Frost does not want the forces that control the world and life to intentionally misunderstand what he wants; he is no defeatist. He does not want to leave the world by some drastic method, such as committing suicide or dying and leaving the earth permanently. No, he loves the world too much for that. He just needs a break. Earth, he says, is the right place for love. By “love,” he is speaking of the love of the ordinary things of the world, of forests and paths and trees and cows and farms and simple life and simple relationships. And for those, he tells us, earth is the right place; he does not know of any afterlife where such things might be better. So he does not want to abandon life permanently. He just needs to get away from it for a while, to regain his perspective and strength.

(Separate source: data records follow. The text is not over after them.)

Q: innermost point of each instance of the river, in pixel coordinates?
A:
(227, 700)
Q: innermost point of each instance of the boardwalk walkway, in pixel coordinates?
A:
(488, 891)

I’d like to go by climbing a birch tree,
And climb black branches up a snow-white trunk
Toward heaven, till the tree could bear no more,
But dipped its top and set me down again.
That would be good both going and coming back.
One could do worse than be a swinger of birches.

This, of course, is just the poet’s fantasy. He says that he would like to “go,” that is, to depart this life (whether temporarily or in death) and leave the world, by climbing up a tall birch tree, just as he did when he was a boy. He would leave earth in that way, climbing carefully higher and higher, farther away from life and the world, until finally he had gone as far as the tree would bear him, and then it would bend its top and set him down back in life and the world again, and that, the poet says, “would be good both going and coming back.” Why? Because leaving would be a pleasure, and returning refreshed and renewed would be a pleasure too.

And that, the poet tells us, is why being a swinger of birches, though simple, is such a pleasant thing. One could do much worse in life than be willing to leave things occasionally for a refreshing break of sorts, then coming back to them again and seeing them anew, beginning one’s life anew.

In my view, that is a good way to live. When one becomes too attached to things, too troubled by the difficulties of daily life, it is good to get away for a time, to climb away from them for some moments or hours or days or months of simple pleasure and renewal, and then one can come back again and see things anew, start life a different way. Life, that way, can be a constant process of rebirth (whether literal or metaphorical) into a better life. But the trick in this is coming back to life with a different perspective than that which caused one to leave it. And that requires one to examine one’s life, the direction in which one is going, one’s goals and objectives. And if we find we are on the wrong path, then when we come back from our swinging of birches, we must chart a new course, change our lives for the better, we must start over again, as though for the first time.